Mother Tuckers Yellow Duck - One Ring Jane / Kill the Pig - 7

One Ring Jane / Kill the Pig - 7"
Duck - 1969


Michael Panontin
Though Toronto may have gotten all the press back in the day (try googling these: the Yorkville scene, the Festival Express, the Toronto Rock and Roll Revival), it seems that by the late sixties the true freaks were out on the west coast.

Mother Tuckers Yellow Duck were one such outfit that originally formed as a non-musical collective. The group centred around a transplanted Bostonian named Kathy Kay as the original Mother Tucker and John Caldwell as the Yellow Duck. John Bower, a (then) 23-year-old lightshow artist for Vancouver's Afterthought club, remembers them well.

"We all shared the bottom floor of a house on McDonald near 4th Avenue, around the corner from Joan Payne's craft shop, where we worked on media for the shows. One day a car showed up with three guys and a girl. They said they were a band and had just arrived from the east. The red-headed guy introduced himself as John Patrick Caldwell and he said they were going to call the band Mother Tuckers Yellow Duck. They stayed with us for a few weeks. John tried to get on a baseball team, hoping for a job at the sponsoring brewery, but then they connected with Cliff Moore who started promoting them."

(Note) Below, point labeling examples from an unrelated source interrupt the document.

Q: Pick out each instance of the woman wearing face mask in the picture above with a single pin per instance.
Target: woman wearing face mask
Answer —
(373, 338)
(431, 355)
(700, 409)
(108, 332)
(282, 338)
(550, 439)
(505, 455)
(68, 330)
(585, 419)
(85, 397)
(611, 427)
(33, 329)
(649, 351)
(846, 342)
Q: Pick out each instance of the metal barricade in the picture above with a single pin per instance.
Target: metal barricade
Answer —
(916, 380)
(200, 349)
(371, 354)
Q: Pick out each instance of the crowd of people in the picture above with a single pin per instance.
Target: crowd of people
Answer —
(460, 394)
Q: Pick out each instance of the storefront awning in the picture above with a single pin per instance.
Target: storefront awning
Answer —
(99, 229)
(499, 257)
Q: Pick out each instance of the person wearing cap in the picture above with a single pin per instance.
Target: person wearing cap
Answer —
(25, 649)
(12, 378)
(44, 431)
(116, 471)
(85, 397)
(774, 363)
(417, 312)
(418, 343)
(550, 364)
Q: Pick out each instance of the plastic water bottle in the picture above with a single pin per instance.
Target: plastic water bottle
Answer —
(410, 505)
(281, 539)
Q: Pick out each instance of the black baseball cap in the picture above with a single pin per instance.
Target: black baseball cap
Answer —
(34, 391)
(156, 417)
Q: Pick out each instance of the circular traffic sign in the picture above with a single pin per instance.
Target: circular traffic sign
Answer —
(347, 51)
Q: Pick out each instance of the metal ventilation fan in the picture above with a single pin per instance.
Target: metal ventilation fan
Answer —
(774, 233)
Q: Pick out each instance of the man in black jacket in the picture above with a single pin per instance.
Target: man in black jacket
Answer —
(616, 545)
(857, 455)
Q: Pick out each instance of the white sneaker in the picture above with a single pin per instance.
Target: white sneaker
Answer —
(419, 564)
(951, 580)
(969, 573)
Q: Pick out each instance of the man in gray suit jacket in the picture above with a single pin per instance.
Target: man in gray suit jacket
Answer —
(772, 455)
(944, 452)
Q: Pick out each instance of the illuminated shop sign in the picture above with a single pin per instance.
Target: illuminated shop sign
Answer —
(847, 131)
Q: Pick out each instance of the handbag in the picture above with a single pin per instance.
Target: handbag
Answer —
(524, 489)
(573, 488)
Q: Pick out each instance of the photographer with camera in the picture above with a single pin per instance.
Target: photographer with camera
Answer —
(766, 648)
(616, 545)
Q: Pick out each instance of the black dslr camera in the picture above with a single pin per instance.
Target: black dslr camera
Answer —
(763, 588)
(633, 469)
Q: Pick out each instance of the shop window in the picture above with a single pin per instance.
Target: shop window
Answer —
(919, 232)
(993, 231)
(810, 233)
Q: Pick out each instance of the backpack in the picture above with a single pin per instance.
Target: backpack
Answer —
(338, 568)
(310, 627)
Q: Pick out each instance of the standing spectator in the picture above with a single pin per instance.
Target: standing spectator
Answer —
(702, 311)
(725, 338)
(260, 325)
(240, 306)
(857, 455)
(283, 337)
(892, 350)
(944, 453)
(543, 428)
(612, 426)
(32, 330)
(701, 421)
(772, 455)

Caldwell would go on to form the real, musical version of the band with guitarists Rodger Law and Donnie McDougall, bass player Charles Faulkner and drummer Hugh Lockhead sometime in 1967. After issuing the relatively underwhelming 'I'/'Funny Feeling' in early 1968, Mother Tuckers evidently found their groove on their next single.

'One Ring Jane' was issued independently on Duck Records, but that didn't stop it from cracking RPM's Canadian Content Chart (where it reached #8 for the week of March 17, 1969). The song resonates with the energy of twin electric guitars, recalling San Francisco groups like the Jefferson Airplane and, especially, the early Moby Grape, both of whom helped kickstart a nascent Vancouver scene with their first visits in '66 and '67, respectively. Over on the back side, there's even more madness with Law's acerbic 'Kill the Pig', which essentially picks up where the Fugs left off and which probably did little to endear the guys to Vancouver's finest.

Nevertheless, Mother Tuckers Yellow Duck would go corporate soon after, signing on to Capitol Canada, where they managed a pair of LPs. Their 1969 debut, Home Grown Stuff, came in a couple of versions, a mega-rare original on Duck that sells for thousands and a less-pricey Capitol reissue (with a re-recorded 'One Ring Jane'). That was followed in 1970 by the somewhat easier-to-find Starting a New Day, with Leslie Law stepping in for his older brother on guitar.